Even if the landing gear on this plane doesn't open properly, I have to believe it will coast gently to earth and land safely on the runway of my dreams. Once we have touched down, the spirits of my ancestors will rise as one from the flat airfields of Europe and appear as banks of clouds portending clear skies and an early spring. The diabetics and the demented, the jaundiced and the martyrs, the ones who died in infancy and the elders who withered on the vine, those I knew and the multitudes I never even heard of -- I will call upon them to rise inside me. For they flow in my blood, whatever they believed, whatever lives they led. They will see that I am here, flying away from the past, flying toward the future. The bloody boring godless future.

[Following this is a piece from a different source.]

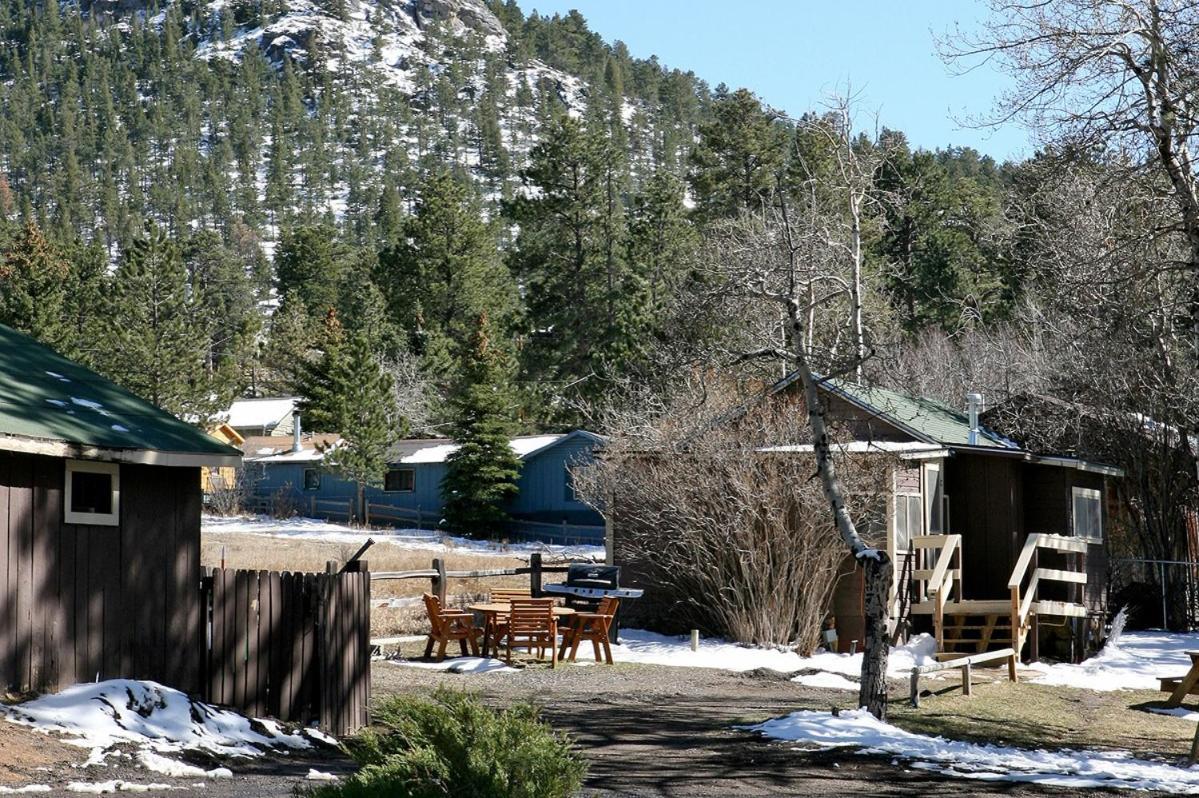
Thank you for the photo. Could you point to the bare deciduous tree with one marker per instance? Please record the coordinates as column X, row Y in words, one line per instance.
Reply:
column 729, row 527
column 1107, row 76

Quist hated flying. He thought it broke a Promethean taboo. "Once men start fighting gravity, they're bound to lose their sense of being earthlings. Then who knows what kind of foolishness they'll get themselves into. Funny how something that was meant to bring people together has allowed them to live far apart." I hardly listened to him -- he was of an earlier generation that didn't have an easy relationship to technology. For him, airplanes meant war and crashes and noise. You could practically see the runways at Idlewild from his front stoop. Almost all the people who mattered to him lived nearby. But as I've gotten older, I find myself coming around to his point of view. There's not much up here for me, sitting on a plane, high above the plains, flying through the present. Not much at all.